Hal serupa juga disampaikan oleh Arief Paderi dari Lembaga Anti-Korupsi Integritas. Dalam pandangannya, diambilalihnya kasus SPj Fiktif oleh Bareskrim Polri sempat menuai pertanyaan besar. Namun, ia masih menaruh sedikit harapan agar aparat betul-betul serius menangani kasus tersebut. “Kalau memang sudah diperiksa saksi sebanyak itu (180 orang lebih dalam berkas Yusafni), harapan kami tentu tersangkanya tidak berhenti di YSN (Yusafni) saja,” katanya.
Sementara itu pengamat Hukum Universitas Andalas Feri Amsari mengatakan, secara teori, korupsi sangat tidak mungkin dilakukan satu orang. “Ayam berkokok atau tidak berkokok pun, aparat penegak hukum harus tetap menaruh curiga.
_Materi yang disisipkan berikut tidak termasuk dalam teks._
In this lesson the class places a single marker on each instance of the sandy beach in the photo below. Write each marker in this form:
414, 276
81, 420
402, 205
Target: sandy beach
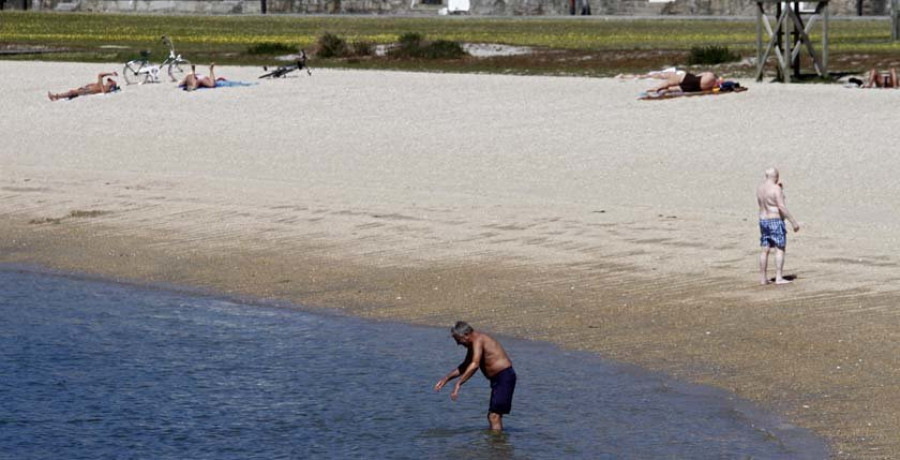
549, 208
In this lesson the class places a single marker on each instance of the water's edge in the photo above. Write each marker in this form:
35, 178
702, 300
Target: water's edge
791, 437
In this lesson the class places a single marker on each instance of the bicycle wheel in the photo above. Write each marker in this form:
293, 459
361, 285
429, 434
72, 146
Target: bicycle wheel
178, 68
132, 73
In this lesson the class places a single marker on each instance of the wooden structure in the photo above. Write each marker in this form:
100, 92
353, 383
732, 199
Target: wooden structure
895, 20
789, 35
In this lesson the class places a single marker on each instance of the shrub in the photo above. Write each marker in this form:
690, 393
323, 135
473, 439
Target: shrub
271, 48
413, 45
712, 54
443, 49
362, 48
330, 45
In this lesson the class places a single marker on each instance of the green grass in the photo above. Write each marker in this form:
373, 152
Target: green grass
588, 46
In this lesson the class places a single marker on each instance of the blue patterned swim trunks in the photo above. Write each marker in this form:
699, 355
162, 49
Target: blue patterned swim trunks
773, 233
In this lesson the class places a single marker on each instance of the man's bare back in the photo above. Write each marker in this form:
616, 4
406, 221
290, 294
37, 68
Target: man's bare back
770, 197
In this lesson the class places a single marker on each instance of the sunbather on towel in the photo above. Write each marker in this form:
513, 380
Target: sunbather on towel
688, 83
194, 80
878, 79
100, 87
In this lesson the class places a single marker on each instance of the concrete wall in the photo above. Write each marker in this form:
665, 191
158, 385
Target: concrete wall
478, 7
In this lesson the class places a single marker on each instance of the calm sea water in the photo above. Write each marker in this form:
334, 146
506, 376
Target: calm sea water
94, 370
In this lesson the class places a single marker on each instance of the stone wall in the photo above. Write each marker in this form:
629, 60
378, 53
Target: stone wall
478, 7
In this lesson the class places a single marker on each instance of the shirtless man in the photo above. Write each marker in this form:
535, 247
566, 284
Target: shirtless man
878, 79
485, 353
194, 80
91, 88
772, 212
687, 82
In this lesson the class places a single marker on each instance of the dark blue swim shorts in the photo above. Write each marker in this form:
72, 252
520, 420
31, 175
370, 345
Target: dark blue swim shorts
502, 387
772, 233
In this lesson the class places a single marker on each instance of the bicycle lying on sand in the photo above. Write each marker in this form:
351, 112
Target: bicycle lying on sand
286, 69
142, 71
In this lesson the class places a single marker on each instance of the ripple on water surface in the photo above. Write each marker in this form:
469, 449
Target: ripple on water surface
101, 370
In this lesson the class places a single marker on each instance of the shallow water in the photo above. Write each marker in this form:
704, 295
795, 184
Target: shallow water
101, 370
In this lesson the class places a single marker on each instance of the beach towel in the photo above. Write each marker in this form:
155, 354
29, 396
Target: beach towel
646, 96
232, 83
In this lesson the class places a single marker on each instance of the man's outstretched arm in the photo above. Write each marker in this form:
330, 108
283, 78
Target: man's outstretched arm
468, 368
450, 376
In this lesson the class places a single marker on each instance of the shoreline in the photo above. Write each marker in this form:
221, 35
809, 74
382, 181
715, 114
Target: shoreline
432, 198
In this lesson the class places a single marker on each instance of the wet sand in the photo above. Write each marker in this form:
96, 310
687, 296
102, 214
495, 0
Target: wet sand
558, 209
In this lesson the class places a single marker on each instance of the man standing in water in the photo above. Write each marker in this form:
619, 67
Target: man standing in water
772, 212
485, 353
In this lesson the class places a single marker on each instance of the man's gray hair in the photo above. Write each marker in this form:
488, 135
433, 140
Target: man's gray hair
461, 328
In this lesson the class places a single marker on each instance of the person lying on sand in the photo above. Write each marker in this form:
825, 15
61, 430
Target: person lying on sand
688, 83
878, 79
194, 80
100, 87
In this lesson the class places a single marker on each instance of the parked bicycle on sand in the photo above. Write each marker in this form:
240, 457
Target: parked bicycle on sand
141, 71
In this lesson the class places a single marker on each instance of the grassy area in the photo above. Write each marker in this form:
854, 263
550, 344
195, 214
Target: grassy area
582, 46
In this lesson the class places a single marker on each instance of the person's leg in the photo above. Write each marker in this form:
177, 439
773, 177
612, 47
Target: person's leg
496, 421
779, 267
763, 265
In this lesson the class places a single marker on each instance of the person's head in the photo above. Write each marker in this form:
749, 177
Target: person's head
461, 332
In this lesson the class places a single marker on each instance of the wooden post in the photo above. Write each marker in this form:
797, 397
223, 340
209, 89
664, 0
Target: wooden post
825, 39
786, 43
895, 20
760, 59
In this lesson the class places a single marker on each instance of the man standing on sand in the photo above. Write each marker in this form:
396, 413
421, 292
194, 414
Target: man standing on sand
486, 353
772, 212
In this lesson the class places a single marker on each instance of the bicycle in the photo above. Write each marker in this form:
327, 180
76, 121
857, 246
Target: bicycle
141, 71
280, 72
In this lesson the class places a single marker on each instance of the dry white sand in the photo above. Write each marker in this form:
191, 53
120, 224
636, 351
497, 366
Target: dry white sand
415, 169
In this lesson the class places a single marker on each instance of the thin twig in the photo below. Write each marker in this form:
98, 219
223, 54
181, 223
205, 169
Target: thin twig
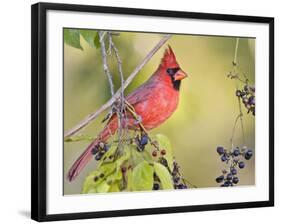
109, 103
236, 50
104, 60
240, 115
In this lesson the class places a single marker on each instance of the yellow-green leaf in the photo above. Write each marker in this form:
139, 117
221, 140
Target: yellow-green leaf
72, 38
165, 144
103, 187
129, 180
164, 176
114, 187
89, 36
97, 177
142, 177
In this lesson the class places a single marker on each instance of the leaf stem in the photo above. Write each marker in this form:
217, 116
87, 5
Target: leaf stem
109, 103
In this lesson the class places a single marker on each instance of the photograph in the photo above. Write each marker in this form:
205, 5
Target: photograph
151, 112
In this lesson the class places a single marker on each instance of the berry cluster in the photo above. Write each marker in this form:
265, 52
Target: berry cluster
234, 159
177, 178
100, 150
247, 95
141, 142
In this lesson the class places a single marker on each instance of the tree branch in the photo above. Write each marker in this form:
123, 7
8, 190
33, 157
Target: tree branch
109, 103
105, 65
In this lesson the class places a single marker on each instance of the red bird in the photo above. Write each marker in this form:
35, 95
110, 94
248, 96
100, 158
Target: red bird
154, 102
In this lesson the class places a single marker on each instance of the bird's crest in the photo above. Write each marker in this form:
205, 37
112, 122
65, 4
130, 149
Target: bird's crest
169, 58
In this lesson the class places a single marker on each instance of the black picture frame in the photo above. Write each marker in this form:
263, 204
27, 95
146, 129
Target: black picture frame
39, 123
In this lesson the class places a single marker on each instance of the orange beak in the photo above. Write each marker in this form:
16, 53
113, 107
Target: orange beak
180, 75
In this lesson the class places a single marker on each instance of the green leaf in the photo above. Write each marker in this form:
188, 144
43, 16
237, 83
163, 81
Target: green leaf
164, 143
72, 38
89, 183
93, 180
105, 157
103, 187
89, 36
142, 177
129, 180
77, 138
97, 40
164, 176
114, 188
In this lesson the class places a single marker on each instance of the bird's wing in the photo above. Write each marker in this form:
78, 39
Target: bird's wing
142, 93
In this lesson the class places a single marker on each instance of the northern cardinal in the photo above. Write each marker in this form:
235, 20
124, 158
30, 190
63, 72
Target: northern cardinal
154, 102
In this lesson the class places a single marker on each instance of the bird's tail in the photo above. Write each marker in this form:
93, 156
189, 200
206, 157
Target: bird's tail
87, 155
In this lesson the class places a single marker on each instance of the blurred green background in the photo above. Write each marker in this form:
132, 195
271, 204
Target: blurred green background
206, 112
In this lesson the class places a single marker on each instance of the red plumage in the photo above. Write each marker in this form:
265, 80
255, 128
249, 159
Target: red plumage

Secara logika umum, tidak mungkin kasus SPj Fiktif ini hanya melibatkan satu orang. Sedangkan secara logika hukum ya, buktikan di ranah peradilan,” katanya.
Sekedar pengingat, kasus korupsi dengan modus pembuatan Surat Pertanggungjawaban (SPj) Fiktif ini mulai menyeruak ke publik setelah Pemerintah Provinsi (Pemprov) Sumbar menggelar konferensi pers pada 5 Januari 2017 lalu. Saat itu, Pemprov melalui Sekretaris Daerah (Sekda) Ali Asmar menjelaskan bahwa pihaknya menerima laporan dari BPK Sumbar, bahwa telah terjadi penyelewengan anggaran pada Dinas Prasjaltarkim Sumbar sejak 2013 hingga 2015.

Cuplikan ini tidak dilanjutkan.